Community Outreach: Upcoming events include IBM TechXchange in October, featuring talks by Carlos Costa on LLM inference and Yuan Tang on KServe, and KubeCon North America in November, where Yuan Tang and Anjali Telang will deliver a keynote on trust in AI. The vLLM community has hosted meetups in Austin, Boston, and Toronto, with 7 new meetups planned for Q4 in various international cities. Community metrics show vLLM adoption exceeding 1 million installs per week, LLM Compressor experiencing nearly 100% month-over-month growth (with 26k installs in each of the last two weeks and over 2k GitHub stars), and vLLM contributions averaging 200-250 commits per week, with Red Hat and IBM consistently contributing 25% of all commits.
WG Serving: The Gateway API Inference Extension (GIE) released v1.0.1, focusing on stabilization, quickstart guides, CRDs, integrations, performance improvements, and Helm chart enhancements. The Serving Catalog project is reviewing AWS support for vLLM, and added LMCache setup and XLA cache for vLLM. Inference Perf released v0.2.0 with improvements in default concurrency, multi-process CPU utilization, SGLang and TGI support, new dataset support for various use cases, automatic request rate sweeping, and observability enhancements.
KServe: KServe is now an official CNCF incubating project. Key updates include the release of 0.16 rc0 with LLM-d integration, a new tutorial document for KServe + LLM-d + Envoy AI Gateway, and a new Rolling Strategy API with Availability and ResourceAware modes.
llm-d: Updates from various SIGs from the llm-d community:
- Inference Scheduler: New proposal to extend the existing pluggable framework and a new K8s WG AI Gateway WG has been formed.

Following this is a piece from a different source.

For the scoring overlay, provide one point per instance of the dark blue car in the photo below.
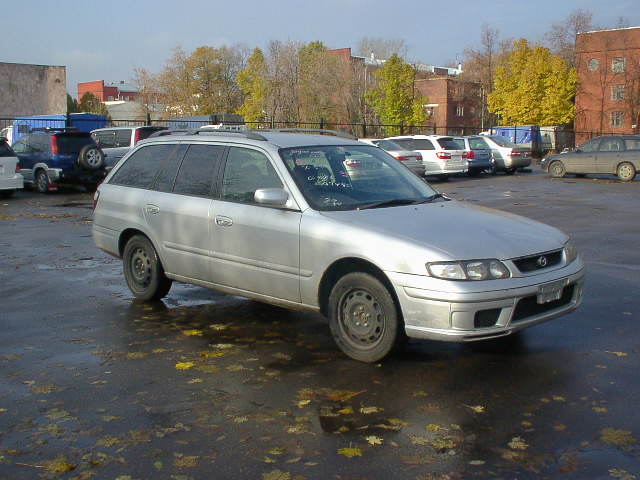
(53, 157)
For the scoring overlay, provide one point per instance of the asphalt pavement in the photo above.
(96, 385)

- PD Disaggregation: Work is commencing on items for the next release, focusing on improved memory footprint for WideEP decoders, robustness and reliability for P/D, tooling for debugging the llm-d high-performance networking stack, and GB200 WideEP.

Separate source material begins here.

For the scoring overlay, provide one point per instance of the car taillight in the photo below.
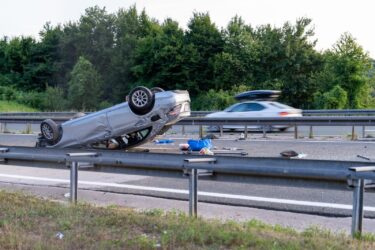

- Benchmarking: Inference Perf v0.2.0 has been released with scalability improvements. The capacity planner is being enhanced. Benchmark data for key well-lit paths is available.
- KV Disaggregation: vLLM-Native CPU Offloading Connector has been integrated into vLLM. Precise prefix-cache aware scheduling has been enhanced with granular GPU/CPU visibility.

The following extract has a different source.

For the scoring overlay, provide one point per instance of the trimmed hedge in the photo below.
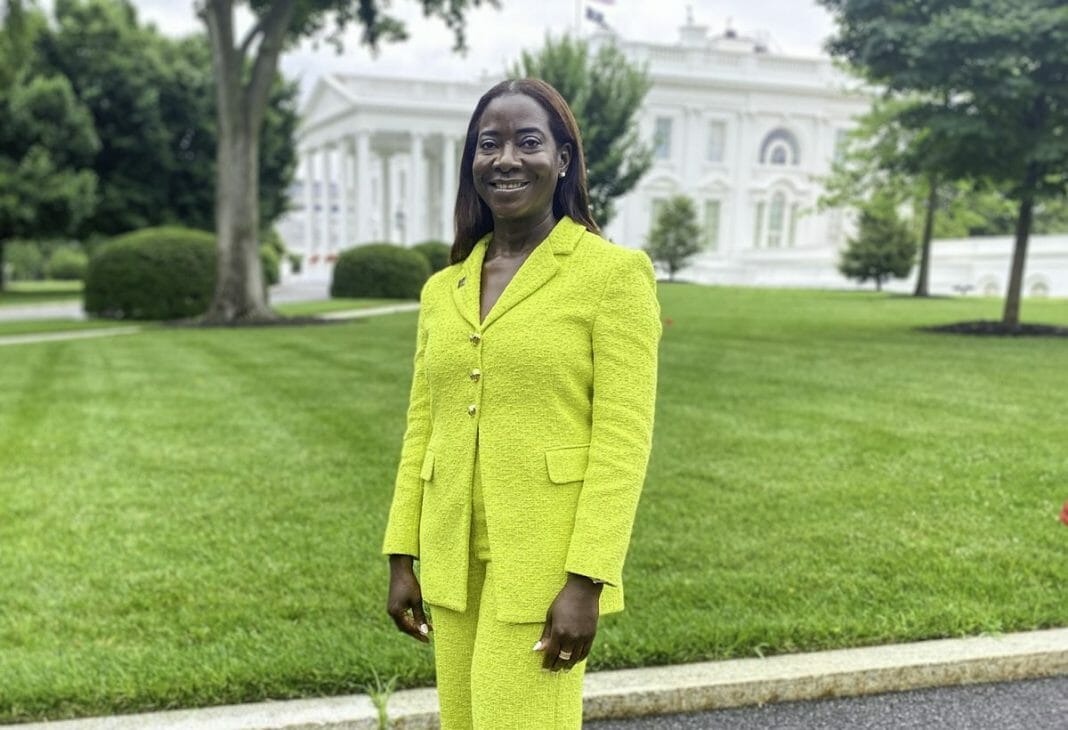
(271, 265)
(436, 253)
(154, 273)
(379, 270)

- Installation: Testing a composable install for v0.3, which involves creating resources like httpRoutes out of band. The wide-ep-lws example has been migrated to use only upstream GIE charts and static deployment manifests.
- Autoscaling: Work is in progress to gather metrics per variant from EPP to support multiple SLO classes per model. Documentation is being developed on how to work with multiple inference pools and how llm-d provides recommendations. Scaling to and from zero support is under development, with a focus on scaling instances rather than the EPP.
- Observability: A new script to generate metrics and useful queries for building dashboards. llm-d guides now default to creating Prometheus monitors for vLLM & EPP metrics.
vLLM: With the v0.11 release, the V0 engine has been removed. Progress made on CI overhaul for stability, speed and cost reduction. Significant effort in support of frontier OSS model releases Quen3-Next and DeepSeek-V3.2-Exp. KVCache CPU offloading is now supported natively. Work is underway on support for deterministic inference. Async scheduling performance has improved, with a goal to enable it by default. Focus continues on “Wide EP” optimizations including Dual-Batch-Overlap (DBO) and Decode Context Parallel (DCP). Contributors and community activity growth show no signs of slowing.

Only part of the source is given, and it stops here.